Content-based publish/subscribe has gained high popularity for large-scale dissemination of dynamic information in the form of events from publishers to subscribers in a decoupled fashion. Yet, it is highly challenging to achieve scalability without sacrificing the expressiveness of subscriptions (user queries) in such systems, especially in a peer-to-peer (P2P) environment where subscribers and publishers are also responsible for forwarding events by forming an overlay network. Moreover, the support for non-functional requirements such as quality of service (e.g., end-to-end delay, bandwidth etc.) and security (e.g., authentication, confidentiality etc.) instigate many open research questions. The main advantage of publish/subscribe - its inherent decoupling - turns to be a major obstacle in the fulfillment of non-functional requirements with conventional methods.
Therefore, the goal of this thesis is to develop methods and algorithms that i) enable scalable dissemination of events, ii) support different quality of service aspects, and iii) provide basic security mechanisms, in a P2P content-based publish/subscribe system. In particular, the following contributions are made in this thesis.
As a first contribution, we propose a distributed algorithm to disseminate events in a publish/subscribe system respecting the subscriber-defined QoS constraints in terms of delay requirements and available bandwidth. In addition, the second contribution focuses on minimizing the overall resource usage, i.e., bandwidth consumption and processing load on peers (publishers and subscribers), in a publish/subscribe system. This contribution develops an efficient and scalable method to reduce the rate of events that peers receive and forward though lacking subscription (i.e., false positives) by means of subscription clustering, using the techniques from spectral graph theory.
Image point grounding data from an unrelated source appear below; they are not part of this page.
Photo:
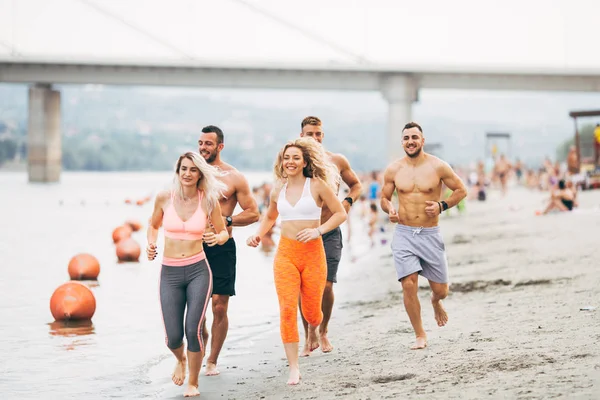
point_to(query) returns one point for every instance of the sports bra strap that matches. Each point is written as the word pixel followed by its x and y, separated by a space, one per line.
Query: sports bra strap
pixel 306 187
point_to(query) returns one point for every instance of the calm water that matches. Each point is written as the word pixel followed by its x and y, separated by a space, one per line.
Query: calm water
pixel 43 226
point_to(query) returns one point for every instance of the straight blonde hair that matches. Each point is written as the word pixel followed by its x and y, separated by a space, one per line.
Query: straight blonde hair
pixel 208 183
pixel 318 164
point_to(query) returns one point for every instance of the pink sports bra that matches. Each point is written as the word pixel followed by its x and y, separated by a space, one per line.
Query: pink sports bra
pixel 305 209
pixel 192 229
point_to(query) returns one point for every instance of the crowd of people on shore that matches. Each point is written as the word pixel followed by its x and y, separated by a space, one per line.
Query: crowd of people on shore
pixel 298 215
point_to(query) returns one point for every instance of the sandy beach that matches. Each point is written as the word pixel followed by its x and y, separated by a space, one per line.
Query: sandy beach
pixel 519 283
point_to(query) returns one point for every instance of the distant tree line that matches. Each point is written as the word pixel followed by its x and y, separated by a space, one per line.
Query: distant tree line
pixel 8 150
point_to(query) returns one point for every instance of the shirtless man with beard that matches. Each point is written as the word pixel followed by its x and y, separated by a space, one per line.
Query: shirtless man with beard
pixel 417 246
pixel 222 259
pixel 332 241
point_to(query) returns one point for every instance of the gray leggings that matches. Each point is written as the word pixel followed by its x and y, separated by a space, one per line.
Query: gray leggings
pixel 191 285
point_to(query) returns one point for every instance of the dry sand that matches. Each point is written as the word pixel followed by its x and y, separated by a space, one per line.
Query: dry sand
pixel 516 328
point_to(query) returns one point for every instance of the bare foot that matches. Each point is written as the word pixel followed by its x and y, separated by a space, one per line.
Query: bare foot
pixel 211 369
pixel 191 391
pixel 313 339
pixel 305 350
pixel 294 376
pixel 440 314
pixel 326 346
pixel 178 376
pixel 421 343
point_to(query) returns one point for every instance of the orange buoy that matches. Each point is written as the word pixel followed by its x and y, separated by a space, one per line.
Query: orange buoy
pixel 72 301
pixel 121 232
pixel 84 267
pixel 128 250
pixel 134 225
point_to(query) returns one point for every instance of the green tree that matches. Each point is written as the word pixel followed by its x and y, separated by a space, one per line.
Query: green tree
pixel 8 150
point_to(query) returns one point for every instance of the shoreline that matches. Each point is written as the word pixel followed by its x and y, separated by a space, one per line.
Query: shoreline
pixel 515 328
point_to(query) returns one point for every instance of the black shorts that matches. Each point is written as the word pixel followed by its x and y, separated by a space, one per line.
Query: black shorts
pixel 222 260
pixel 332 242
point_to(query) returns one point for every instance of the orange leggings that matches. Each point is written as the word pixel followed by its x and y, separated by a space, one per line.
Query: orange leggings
pixel 299 268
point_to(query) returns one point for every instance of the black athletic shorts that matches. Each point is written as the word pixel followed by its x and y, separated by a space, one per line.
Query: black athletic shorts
pixel 222 260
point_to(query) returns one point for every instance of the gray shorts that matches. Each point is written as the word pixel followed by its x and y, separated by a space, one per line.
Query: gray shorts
pixel 332 242
pixel 420 250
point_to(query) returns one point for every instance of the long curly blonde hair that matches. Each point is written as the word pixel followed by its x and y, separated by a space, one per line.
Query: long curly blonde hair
pixel 212 187
pixel 318 164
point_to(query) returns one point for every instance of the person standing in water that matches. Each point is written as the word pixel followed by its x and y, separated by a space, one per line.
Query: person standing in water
pixel 417 245
pixel 307 181
pixel 185 277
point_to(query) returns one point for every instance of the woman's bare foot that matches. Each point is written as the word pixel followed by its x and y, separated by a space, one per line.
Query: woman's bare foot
pixel 211 369
pixel 313 339
pixel 191 391
pixel 421 343
pixel 326 346
pixel 294 376
pixel 178 376
pixel 440 314
pixel 305 350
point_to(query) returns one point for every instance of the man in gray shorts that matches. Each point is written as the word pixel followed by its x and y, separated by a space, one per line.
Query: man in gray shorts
pixel 417 245
pixel 332 241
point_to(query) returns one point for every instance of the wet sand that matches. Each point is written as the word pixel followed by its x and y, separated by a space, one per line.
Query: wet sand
pixel 516 329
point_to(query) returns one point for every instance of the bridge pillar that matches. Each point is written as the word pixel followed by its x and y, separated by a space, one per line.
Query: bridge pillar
pixel 400 91
pixel 44 151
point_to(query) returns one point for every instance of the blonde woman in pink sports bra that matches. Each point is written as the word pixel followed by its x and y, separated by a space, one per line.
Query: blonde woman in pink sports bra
pixel 186 278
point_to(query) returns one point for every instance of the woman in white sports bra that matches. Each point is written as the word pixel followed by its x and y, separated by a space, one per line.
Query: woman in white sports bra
pixel 306 181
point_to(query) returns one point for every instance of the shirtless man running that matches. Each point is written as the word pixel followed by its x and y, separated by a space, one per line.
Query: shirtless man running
pixel 222 259
pixel 332 241
pixel 417 246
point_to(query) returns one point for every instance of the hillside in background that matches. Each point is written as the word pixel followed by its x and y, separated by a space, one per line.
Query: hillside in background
pixel 133 128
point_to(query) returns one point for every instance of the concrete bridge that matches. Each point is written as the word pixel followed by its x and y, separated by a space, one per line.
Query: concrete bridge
pixel 399 85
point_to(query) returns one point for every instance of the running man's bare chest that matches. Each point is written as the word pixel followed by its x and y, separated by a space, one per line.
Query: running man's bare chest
pixel 415 181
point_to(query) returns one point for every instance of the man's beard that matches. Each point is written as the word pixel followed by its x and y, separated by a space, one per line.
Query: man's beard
pixel 211 157
pixel 415 154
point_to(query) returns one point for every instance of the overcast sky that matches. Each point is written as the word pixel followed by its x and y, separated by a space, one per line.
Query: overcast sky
pixel 495 33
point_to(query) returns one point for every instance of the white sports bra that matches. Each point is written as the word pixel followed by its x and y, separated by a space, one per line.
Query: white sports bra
pixel 305 209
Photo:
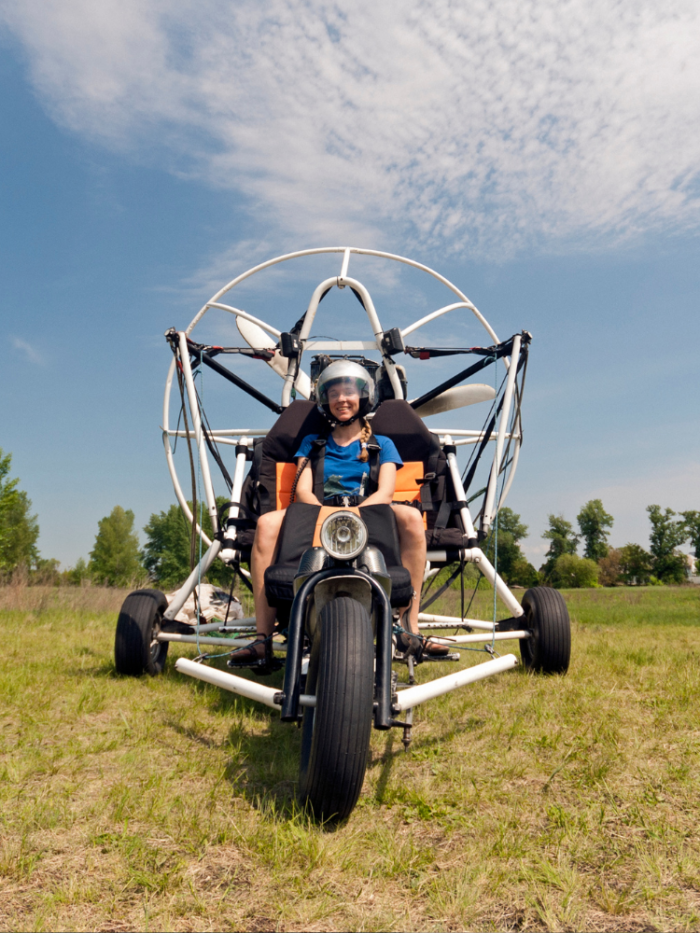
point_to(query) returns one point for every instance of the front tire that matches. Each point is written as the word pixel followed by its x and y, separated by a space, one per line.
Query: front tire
pixel 135 647
pixel 336 732
pixel 548 650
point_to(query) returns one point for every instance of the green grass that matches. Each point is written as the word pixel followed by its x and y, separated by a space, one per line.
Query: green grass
pixel 524 802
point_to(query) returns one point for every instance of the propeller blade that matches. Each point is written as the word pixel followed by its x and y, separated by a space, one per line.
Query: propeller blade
pixel 457 397
pixel 259 339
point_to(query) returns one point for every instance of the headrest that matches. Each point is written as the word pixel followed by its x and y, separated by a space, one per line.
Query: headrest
pixel 290 429
pixel 396 419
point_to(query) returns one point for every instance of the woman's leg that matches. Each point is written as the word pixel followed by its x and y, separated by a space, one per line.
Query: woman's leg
pixel 261 557
pixel 409 522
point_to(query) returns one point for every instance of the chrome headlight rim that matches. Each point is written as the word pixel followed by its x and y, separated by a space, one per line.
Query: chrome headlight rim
pixel 360 530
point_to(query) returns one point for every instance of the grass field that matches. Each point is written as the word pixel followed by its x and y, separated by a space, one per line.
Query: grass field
pixel 524 802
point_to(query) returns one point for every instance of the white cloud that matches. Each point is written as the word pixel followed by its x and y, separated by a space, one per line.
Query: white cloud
pixel 481 125
pixel 28 350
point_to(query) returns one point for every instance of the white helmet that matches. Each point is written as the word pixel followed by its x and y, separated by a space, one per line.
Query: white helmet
pixel 345 371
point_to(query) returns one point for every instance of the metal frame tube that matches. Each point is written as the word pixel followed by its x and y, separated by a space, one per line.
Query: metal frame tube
pixel 412 696
pixel 180 598
pixel 246 688
pixel 503 423
pixel 477 556
pixel 197 422
pixel 180 496
pixel 460 493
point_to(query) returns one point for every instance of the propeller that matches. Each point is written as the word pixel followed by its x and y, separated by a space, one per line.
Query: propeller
pixel 457 397
pixel 259 339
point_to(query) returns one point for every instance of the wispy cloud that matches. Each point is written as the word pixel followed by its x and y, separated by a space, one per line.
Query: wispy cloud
pixel 28 350
pixel 488 125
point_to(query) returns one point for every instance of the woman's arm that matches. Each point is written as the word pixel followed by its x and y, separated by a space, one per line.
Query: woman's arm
pixel 387 485
pixel 305 486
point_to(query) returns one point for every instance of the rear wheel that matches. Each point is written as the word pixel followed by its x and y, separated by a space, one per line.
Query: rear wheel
pixel 336 732
pixel 135 646
pixel 548 650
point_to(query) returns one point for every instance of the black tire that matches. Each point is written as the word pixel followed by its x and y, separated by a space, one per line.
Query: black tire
pixel 135 647
pixel 548 650
pixel 336 733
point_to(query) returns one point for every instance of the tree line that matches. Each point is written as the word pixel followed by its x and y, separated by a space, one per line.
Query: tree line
pixel 169 551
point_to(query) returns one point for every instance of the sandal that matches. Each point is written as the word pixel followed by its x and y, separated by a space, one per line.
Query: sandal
pixel 251 655
pixel 409 644
pixel 434 649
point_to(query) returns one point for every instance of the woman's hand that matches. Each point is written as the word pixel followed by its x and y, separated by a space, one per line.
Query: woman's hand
pixel 387 486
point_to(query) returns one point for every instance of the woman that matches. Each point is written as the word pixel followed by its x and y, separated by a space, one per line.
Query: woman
pixel 345 393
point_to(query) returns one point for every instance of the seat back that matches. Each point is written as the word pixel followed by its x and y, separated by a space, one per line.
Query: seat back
pixel 422 455
pixel 269 482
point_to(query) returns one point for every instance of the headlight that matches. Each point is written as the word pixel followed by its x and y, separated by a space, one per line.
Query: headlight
pixel 344 535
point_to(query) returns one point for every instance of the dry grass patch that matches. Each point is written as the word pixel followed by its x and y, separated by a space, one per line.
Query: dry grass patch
pixel 524 802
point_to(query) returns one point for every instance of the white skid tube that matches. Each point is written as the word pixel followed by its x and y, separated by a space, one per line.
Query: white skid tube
pixel 468 639
pixel 212 640
pixel 505 418
pixel 411 697
pixel 239 685
pixel 477 556
pixel 182 595
pixel 446 621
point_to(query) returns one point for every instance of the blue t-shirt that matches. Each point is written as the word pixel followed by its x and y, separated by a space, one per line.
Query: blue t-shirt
pixel 343 473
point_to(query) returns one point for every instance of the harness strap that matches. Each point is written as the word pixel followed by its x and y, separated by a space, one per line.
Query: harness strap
pixel 318 460
pixel 373 450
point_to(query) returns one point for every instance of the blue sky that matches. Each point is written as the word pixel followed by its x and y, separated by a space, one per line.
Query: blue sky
pixel 547 164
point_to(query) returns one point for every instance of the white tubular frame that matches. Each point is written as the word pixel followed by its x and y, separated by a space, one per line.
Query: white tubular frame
pixel 502 424
pixel 407 699
pixel 199 435
pixel 486 631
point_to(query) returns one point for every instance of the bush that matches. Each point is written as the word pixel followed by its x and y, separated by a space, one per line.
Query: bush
pixel 522 573
pixel 610 568
pixel 635 564
pixel 572 571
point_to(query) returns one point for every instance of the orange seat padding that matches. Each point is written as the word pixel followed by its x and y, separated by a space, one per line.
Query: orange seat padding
pixel 285 480
pixel 407 489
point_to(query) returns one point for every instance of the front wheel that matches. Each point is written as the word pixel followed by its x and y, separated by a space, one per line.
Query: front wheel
pixel 548 649
pixel 336 732
pixel 135 646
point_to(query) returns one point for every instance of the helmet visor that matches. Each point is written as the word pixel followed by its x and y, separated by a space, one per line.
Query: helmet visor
pixel 333 390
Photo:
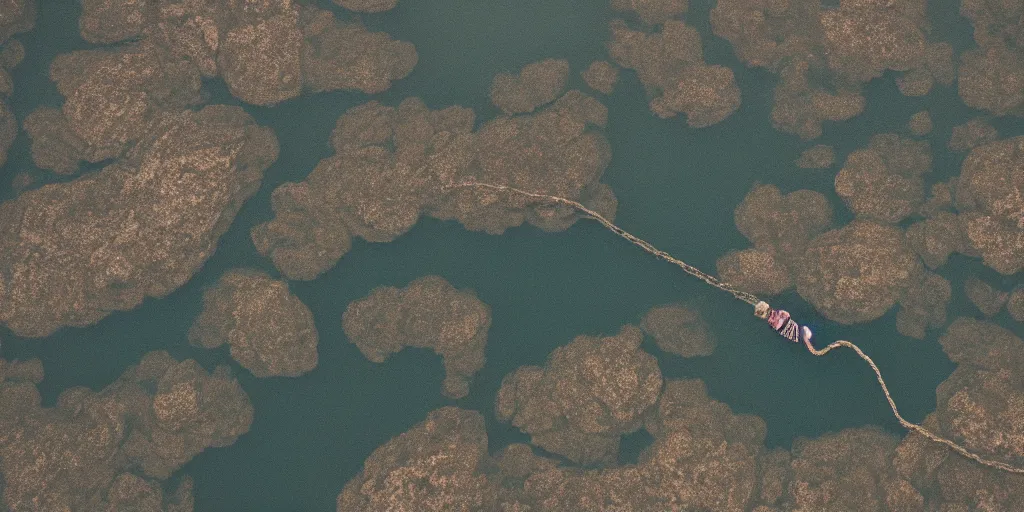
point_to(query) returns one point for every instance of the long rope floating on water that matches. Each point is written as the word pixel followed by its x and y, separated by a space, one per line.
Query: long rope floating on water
pixel 777 318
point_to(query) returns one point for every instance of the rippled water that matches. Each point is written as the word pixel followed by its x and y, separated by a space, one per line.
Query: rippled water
pixel 676 186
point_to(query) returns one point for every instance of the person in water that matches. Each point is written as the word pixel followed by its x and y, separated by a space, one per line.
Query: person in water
pixel 782 323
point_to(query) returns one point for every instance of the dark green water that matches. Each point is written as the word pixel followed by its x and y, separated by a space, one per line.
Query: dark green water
pixel 677 187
The first two contributions target overlay-level methods to provide efficient dissemination of events and quality of service. The third contribution, however, proposes underlay-aware methods that explicitly take into account the properties of the underlying physical network and its topology, to construct an efficient publish/subscribe routing overlay with low relative delay penalty and low stress on the physical links. Finally, as our last contribution, we present novel methods to provide authentication of publishers and subscribers as well as confidentiality and integrity of events using the techniques from pairing-based cryptography. Additionally, an algorithm is developed to preserve the weak subscription confidentiality in the presence of interest clustering of subscribers.